From a service delivery perspective a thing which is more frightening than having a major outage is the potential that the issue could happen again if we don’t do proper post incident reviews after service is restored.
Call it whatever you want to; severity one, priority one
or major incident, when service is adversely impacted, you need to make sure that
it is restored as quickly as possible. while you are doing this however, it is important to make sure that you are collecting all the information you need to ensure you can learn from this experience to assist in the future prevention of this type of incident.
Having worked on more critical incidents than I care to
remember, there is a common flow on how they operate. In the initial stage
there is a sense of “is this an issue?” people are escalating information that
may or may not relate to the current situation. While it may seem like a major
issue it might be tougher to separate the real deal from some side effects.
The second stage is the collecting data and discovery
phase where we are starting to get a sense that the issue is real and is
impacting a wide majority of people.
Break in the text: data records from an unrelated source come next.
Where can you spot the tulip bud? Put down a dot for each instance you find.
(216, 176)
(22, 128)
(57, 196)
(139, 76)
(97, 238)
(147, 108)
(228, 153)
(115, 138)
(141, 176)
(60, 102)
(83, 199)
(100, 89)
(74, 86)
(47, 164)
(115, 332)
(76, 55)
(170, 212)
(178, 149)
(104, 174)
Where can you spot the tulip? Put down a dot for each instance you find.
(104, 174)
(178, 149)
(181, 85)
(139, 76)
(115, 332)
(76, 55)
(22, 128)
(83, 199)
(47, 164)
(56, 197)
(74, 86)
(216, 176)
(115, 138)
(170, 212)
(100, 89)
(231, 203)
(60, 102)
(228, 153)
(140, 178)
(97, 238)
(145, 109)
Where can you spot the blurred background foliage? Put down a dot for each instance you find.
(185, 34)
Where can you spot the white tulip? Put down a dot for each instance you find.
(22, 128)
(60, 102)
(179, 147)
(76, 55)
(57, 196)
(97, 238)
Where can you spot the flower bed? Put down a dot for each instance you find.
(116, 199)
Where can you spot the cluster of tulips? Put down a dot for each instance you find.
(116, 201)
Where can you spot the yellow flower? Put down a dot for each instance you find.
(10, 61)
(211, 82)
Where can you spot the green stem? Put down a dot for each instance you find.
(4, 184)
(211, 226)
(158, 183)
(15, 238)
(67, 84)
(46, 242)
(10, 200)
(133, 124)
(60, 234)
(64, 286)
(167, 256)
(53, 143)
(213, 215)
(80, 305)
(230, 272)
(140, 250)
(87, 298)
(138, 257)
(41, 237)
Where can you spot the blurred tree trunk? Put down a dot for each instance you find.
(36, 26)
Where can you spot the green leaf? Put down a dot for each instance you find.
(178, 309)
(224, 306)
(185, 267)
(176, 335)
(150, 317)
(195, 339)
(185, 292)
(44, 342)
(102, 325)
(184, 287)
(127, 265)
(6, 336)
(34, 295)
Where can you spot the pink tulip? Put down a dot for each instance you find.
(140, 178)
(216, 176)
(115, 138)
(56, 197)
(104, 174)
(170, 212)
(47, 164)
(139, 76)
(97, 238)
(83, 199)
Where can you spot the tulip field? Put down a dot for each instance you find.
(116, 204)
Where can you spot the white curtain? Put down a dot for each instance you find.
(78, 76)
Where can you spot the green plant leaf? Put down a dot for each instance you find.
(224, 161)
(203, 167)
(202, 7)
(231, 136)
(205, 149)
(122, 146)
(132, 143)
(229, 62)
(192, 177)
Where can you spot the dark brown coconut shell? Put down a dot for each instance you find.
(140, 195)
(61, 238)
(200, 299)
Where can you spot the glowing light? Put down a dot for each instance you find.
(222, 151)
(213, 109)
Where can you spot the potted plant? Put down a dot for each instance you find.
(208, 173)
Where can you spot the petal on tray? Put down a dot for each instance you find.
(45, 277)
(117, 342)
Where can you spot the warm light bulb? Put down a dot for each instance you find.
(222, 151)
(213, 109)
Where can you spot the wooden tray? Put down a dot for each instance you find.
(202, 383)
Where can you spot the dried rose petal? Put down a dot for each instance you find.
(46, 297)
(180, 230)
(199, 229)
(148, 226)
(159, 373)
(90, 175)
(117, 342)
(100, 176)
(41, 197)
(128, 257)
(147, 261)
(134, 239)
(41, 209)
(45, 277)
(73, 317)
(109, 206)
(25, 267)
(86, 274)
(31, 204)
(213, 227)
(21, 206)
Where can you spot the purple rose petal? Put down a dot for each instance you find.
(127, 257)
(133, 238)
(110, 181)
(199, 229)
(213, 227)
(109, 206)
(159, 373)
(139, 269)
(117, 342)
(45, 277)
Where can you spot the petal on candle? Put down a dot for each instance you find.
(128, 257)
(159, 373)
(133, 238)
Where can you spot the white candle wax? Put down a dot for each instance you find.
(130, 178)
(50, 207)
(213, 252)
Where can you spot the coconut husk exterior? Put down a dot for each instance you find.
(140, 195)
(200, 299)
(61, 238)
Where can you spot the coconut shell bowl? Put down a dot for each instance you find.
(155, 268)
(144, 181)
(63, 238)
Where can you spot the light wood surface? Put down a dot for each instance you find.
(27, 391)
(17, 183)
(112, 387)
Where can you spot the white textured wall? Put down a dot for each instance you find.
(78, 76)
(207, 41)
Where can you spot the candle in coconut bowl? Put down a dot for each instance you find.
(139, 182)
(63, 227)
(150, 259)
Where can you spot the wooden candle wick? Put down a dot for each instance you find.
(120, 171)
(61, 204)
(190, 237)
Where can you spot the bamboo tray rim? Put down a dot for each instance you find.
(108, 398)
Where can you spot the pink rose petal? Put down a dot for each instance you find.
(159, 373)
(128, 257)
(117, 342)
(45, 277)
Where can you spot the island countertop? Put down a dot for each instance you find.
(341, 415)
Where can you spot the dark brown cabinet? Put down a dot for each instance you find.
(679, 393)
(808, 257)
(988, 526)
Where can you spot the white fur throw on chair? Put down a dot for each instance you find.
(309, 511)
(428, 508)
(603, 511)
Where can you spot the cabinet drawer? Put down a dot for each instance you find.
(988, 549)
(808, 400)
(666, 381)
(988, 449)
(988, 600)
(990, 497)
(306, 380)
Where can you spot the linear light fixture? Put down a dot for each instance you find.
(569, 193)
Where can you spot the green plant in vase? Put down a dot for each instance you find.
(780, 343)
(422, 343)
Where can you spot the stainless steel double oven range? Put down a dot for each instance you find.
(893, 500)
We are able to confirm through various escalation
points this is indeed happening and we have started (hopefully) to gather some
support resources to assist.
The third stage is
what I like to call “Let’s fix this NOW”. The drivers for this may be the
criticality of the service in question or an agreement of some type. It might
also be driven by someone (usually at the top) doing the gargoyle over the
incident command center.
The final stage is where we have resolved the incident
but are looking for confirmation that it is truly restored, or the I think we’re
good stage. It is in this stage where we should schedule a post incident review.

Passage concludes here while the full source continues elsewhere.